Он подобный вопрос часто теперь слышал, он ведь действительно книжником был — целая горка книг стояла у него в избе, в спальной каморке. Отвечать же приходилось всегда одинако-во: в книгах о нынешнем положении жизни нет ничего.
Притихли лебяжинские мужики и бабы. Впервые притихли за нынешний горячий денек, будто что-то ожидая.
Между тем вокруг всё происходило по строгому природному порядку, исчез дальний берег озера с Крушихинской колокольней, потом стали распадаться краски здешнего озерного края: синее становилось сизым, сизое — бесцветным, бесцветное — серым, серое исчезало в неизвестность, во тьму.
Приозерная лужайка, давний-давний телячий выгон, испускала сильный запах перестоявшей травки, деревянной стружки и мясных щей, которые в обед варили здесь бабы в закоптелых казанах.
Ближние деревья бора отступили в глубину, и весь бор начал наливаться чернотой, от него тоже заметно повеяло теплом, смолой, груздяным запахом.
И вот уже запахи воды, леса, всей ближней и дальней местности, человечьей пищи и жизни, которые при свете дня хоронились где-то в стороне, загустели и стали бродить, как тени, пересекая друг друга.
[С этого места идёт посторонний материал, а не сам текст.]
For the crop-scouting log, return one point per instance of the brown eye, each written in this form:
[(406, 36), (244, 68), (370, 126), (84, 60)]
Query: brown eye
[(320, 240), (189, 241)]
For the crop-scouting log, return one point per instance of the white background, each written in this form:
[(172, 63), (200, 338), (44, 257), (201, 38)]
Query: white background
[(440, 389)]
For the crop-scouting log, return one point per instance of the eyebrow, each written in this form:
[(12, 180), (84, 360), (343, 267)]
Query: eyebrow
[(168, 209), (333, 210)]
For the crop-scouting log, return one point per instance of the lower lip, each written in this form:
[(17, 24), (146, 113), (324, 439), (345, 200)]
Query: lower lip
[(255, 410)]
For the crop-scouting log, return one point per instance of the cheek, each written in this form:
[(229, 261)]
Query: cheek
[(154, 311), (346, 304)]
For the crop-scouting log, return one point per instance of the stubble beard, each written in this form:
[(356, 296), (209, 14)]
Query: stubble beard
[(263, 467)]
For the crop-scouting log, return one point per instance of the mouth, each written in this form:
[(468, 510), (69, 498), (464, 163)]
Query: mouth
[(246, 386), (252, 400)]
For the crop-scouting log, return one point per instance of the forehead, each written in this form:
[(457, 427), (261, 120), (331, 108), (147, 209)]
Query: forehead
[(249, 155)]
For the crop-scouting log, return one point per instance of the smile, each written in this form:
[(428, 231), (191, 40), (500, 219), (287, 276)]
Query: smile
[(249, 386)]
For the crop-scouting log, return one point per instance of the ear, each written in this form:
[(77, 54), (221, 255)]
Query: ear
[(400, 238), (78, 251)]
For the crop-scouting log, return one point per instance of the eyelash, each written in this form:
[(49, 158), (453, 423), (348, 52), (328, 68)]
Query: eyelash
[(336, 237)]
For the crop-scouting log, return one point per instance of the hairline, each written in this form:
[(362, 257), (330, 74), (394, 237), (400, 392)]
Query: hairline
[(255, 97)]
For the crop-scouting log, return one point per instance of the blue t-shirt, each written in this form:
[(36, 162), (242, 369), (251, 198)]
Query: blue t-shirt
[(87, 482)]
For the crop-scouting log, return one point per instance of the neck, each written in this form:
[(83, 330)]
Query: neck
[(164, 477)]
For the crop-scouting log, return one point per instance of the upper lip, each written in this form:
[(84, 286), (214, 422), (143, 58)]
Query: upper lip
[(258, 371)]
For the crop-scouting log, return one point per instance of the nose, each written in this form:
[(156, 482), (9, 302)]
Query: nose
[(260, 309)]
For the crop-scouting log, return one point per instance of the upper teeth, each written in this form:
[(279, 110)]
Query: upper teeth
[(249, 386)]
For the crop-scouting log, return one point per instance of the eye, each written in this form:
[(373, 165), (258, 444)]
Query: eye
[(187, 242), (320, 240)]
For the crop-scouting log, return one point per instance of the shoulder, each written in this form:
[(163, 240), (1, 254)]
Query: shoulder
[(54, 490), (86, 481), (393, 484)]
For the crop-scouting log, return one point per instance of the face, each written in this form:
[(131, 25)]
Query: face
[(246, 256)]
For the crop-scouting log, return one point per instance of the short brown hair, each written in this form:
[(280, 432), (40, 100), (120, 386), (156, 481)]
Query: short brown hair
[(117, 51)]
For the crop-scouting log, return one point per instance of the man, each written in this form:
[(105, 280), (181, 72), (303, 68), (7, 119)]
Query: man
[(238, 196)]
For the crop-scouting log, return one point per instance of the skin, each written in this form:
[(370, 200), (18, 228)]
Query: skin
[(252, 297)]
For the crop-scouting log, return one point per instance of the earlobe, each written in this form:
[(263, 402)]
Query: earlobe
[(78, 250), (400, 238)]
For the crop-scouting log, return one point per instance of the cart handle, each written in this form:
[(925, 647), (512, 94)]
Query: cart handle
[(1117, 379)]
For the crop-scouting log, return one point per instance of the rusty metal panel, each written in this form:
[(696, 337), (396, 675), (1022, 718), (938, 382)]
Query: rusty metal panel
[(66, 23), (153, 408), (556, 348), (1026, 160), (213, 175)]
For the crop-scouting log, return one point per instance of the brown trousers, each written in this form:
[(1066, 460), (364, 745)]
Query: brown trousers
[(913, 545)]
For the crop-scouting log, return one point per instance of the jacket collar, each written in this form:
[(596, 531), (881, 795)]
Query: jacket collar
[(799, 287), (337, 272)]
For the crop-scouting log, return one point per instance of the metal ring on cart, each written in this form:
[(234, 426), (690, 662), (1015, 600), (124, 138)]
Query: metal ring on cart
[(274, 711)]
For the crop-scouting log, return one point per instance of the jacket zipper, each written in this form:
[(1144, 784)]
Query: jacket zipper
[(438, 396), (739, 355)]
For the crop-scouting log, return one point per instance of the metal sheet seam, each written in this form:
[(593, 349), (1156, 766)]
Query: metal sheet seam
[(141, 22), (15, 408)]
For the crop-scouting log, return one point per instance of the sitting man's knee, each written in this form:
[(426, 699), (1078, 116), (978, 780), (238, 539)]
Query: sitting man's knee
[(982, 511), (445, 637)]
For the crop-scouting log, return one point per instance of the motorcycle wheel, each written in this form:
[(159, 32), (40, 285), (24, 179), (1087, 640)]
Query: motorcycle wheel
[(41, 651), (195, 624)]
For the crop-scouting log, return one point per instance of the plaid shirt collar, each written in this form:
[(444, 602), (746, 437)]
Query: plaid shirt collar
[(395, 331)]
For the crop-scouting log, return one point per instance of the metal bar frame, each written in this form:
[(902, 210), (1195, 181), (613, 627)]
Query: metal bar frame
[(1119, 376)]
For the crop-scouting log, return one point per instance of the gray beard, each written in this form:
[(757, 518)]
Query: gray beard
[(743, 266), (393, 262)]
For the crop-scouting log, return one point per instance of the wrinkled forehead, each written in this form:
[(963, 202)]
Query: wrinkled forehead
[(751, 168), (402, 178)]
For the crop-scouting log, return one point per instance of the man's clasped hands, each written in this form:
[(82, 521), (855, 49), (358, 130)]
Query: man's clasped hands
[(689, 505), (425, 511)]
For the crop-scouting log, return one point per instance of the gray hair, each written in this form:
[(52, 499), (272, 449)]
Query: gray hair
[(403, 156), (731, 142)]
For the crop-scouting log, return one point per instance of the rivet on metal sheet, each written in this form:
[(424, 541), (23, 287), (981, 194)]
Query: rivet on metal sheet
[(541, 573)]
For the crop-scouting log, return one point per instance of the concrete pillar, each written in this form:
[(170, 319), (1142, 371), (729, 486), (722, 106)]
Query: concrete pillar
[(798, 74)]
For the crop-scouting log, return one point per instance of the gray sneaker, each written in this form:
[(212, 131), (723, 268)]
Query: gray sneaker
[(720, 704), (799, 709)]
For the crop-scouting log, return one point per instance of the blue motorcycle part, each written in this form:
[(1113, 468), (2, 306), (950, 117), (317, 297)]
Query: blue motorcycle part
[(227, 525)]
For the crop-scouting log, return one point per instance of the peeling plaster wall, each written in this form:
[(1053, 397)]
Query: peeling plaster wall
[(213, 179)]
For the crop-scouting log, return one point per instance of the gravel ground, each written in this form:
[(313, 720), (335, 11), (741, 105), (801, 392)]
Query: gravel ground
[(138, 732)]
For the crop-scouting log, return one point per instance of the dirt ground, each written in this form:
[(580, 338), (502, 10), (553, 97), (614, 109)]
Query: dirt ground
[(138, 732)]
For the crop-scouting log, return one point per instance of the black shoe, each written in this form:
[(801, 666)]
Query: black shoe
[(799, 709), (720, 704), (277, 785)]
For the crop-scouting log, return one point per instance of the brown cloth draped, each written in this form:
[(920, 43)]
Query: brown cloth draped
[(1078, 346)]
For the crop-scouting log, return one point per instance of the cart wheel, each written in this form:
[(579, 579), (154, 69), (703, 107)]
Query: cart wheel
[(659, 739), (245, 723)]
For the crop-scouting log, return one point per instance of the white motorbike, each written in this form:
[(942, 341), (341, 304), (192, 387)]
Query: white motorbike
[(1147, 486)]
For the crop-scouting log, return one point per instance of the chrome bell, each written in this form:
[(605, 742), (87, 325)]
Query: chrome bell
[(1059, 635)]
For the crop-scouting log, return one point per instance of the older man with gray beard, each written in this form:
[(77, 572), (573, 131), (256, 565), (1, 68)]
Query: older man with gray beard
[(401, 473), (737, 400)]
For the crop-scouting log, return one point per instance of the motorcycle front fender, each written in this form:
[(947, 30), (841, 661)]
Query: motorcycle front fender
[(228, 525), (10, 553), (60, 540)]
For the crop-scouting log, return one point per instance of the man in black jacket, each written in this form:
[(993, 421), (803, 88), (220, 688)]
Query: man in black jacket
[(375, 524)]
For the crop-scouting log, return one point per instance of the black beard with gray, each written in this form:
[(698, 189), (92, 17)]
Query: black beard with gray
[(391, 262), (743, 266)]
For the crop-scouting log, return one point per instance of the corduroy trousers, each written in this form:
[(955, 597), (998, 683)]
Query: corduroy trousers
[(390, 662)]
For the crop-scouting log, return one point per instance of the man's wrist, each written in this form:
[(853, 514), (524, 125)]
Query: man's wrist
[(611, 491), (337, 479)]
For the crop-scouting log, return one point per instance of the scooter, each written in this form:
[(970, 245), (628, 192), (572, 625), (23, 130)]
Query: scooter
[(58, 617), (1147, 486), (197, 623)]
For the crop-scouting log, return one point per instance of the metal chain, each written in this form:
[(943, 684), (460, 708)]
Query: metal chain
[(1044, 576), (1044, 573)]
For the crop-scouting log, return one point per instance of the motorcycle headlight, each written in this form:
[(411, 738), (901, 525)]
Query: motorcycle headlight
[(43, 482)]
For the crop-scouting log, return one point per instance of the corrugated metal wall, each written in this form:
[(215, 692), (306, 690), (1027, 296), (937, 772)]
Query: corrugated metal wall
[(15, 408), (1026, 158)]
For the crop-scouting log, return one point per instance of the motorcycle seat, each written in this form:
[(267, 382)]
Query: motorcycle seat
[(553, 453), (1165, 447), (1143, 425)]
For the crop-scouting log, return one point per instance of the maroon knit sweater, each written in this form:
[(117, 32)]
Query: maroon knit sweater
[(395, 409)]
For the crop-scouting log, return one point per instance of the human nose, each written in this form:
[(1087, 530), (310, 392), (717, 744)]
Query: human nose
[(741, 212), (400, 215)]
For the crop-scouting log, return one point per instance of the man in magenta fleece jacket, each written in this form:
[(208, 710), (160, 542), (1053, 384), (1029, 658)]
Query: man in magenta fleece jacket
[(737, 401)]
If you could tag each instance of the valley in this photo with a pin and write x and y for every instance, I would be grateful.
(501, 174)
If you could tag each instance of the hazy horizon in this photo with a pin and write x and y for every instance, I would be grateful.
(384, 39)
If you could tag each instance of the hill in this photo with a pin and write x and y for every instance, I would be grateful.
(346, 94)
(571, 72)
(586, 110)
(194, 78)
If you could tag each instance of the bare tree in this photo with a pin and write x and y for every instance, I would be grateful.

Работа оборвалась, а расходиться прочь, каждому в свой дом после этой работы, после вестей, доставленных Терентием Лебедевым, никто не хотел. И вот все гулко дышали сыроватым осенним и пахучим воздухом, переговаривались кто о чем, кто где стоя, кто где сидя — на бревнах, на только что сколоченном школьном крылечке и наверху — на последнем венце нового сруба. Там, повыше, лица плотников освещались последним светом нынешнего дня, ожиданием чего-то завтрашнего. Свет поигрывал и на плотницких топорах, одним углом воткнутых в бревна верхнего венца, железные подковки плотницких сапог тоже игрались блесткими пятнышками.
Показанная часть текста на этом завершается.